The company is using GPU-accelerated deep learning to predict the best treatments based on a patient’s symptoms, demographics and the results of certain medical tests. Its work so far earned it a spot as one of the top 10 teams in the ongoing $5 million IBM Watson AI XPRIZE Competition,
Personalized Depression Treatment
Depression is more than just a bout of the blues. At its worst, it can lead to suicide. When you’re depressed, persistent feelings of sadness or hopelessness can affect many aspects of your life — your interest in everyday activities, how you sleep, your appetite and even how well you can concentrate.
To treat patients, psychiatrists may choose from dozens of antidepressants, several types of psychotherapy and, in severe cases, brain stimulation techniques. They select treatments based on their experience and medical guidelines, but there’s no objective way to decide, Fratila said.
Aifred Health aims to bring more science into the treatment equation, making it possible for physicians to tailor treatments to individual patients.
“The idea is to give people the right treatments sooner so they get better faster,” Fratila said. That could reduce healthcare costs for treating depression, he added.
Better Therapy with Biology
For most diseases, doctors can use medical tests like MRIs, X-rays or blood tests to select treatments and monitor how well patients respond. But no such test is used for depression.
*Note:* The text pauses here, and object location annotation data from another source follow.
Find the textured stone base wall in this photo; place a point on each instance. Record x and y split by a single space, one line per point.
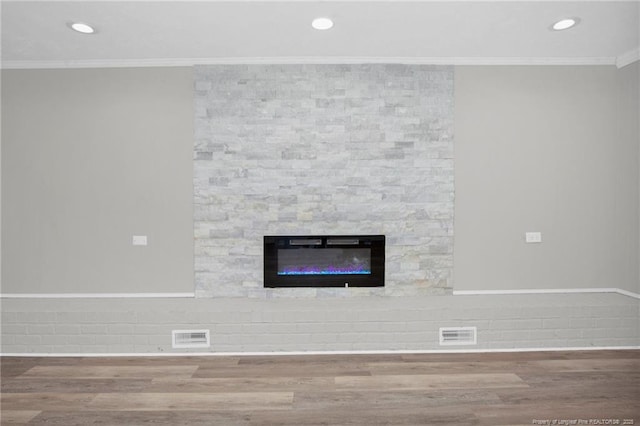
532 321
323 149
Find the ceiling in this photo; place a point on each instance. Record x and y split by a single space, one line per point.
165 33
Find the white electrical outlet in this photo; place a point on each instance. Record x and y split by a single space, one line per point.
139 240
533 237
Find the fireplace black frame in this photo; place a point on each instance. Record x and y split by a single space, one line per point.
272 244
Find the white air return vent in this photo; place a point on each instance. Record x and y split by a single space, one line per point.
458 336
190 339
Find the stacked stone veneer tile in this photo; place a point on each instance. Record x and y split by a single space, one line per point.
323 149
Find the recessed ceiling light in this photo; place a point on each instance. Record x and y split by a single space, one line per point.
82 28
565 24
322 23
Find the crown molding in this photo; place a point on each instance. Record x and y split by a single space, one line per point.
187 62
628 58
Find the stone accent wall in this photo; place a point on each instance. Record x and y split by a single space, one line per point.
323 149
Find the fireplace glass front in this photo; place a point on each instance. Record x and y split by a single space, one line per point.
324 261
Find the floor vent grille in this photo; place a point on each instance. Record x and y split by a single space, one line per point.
458 336
190 339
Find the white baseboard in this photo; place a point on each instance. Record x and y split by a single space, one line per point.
94 295
302 353
546 291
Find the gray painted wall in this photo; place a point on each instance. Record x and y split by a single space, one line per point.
359 323
91 158
549 149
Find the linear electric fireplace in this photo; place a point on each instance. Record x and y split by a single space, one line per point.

That could change as a result of a growing body of research suggesting that neuroimaging, genetics and other biological factors can point the way to the best therapy.
Aifred Health researchers are combining data from that research with patient demographics, symptoms and medical history to develop deep learning-based software that would help doctors personalize treatments. They are training their neural network on data from the U.S. National Institute of Mental Health and other sources, using their own cuDNN-accelerated deep learning framework and our GPUs in the IBM Cloud.
In addition, the company is one of 14 teams competing in the SMART Mental Health Prediction Tournament to see who can build the best predictive model for anxiety and depression treatment response.
“With the Tesla GPUs, we’re spending less time waiting for our models to train and more time thinking about how to improve the performance of our networks,” Fratila said.
The company, founded by five McGill University students, is collaborating with medical experts and other data scientists from five universities.
After additional training with more data, the company plans to conduct a series of trials with doctors to test its algorithm against the standard guidelines for prescribing treatments. Trials will explore how well Aifred’s software works, its safety and whether physicians find it easy to use.
That software will be designed to include checks for drug interactions, health risks and side effects, and also examine how frequently patients are unable to afford recommended treatments.
“This isn’t a replacement for doctors, but a data-powered tool they can use to provide better care,” Fratila said.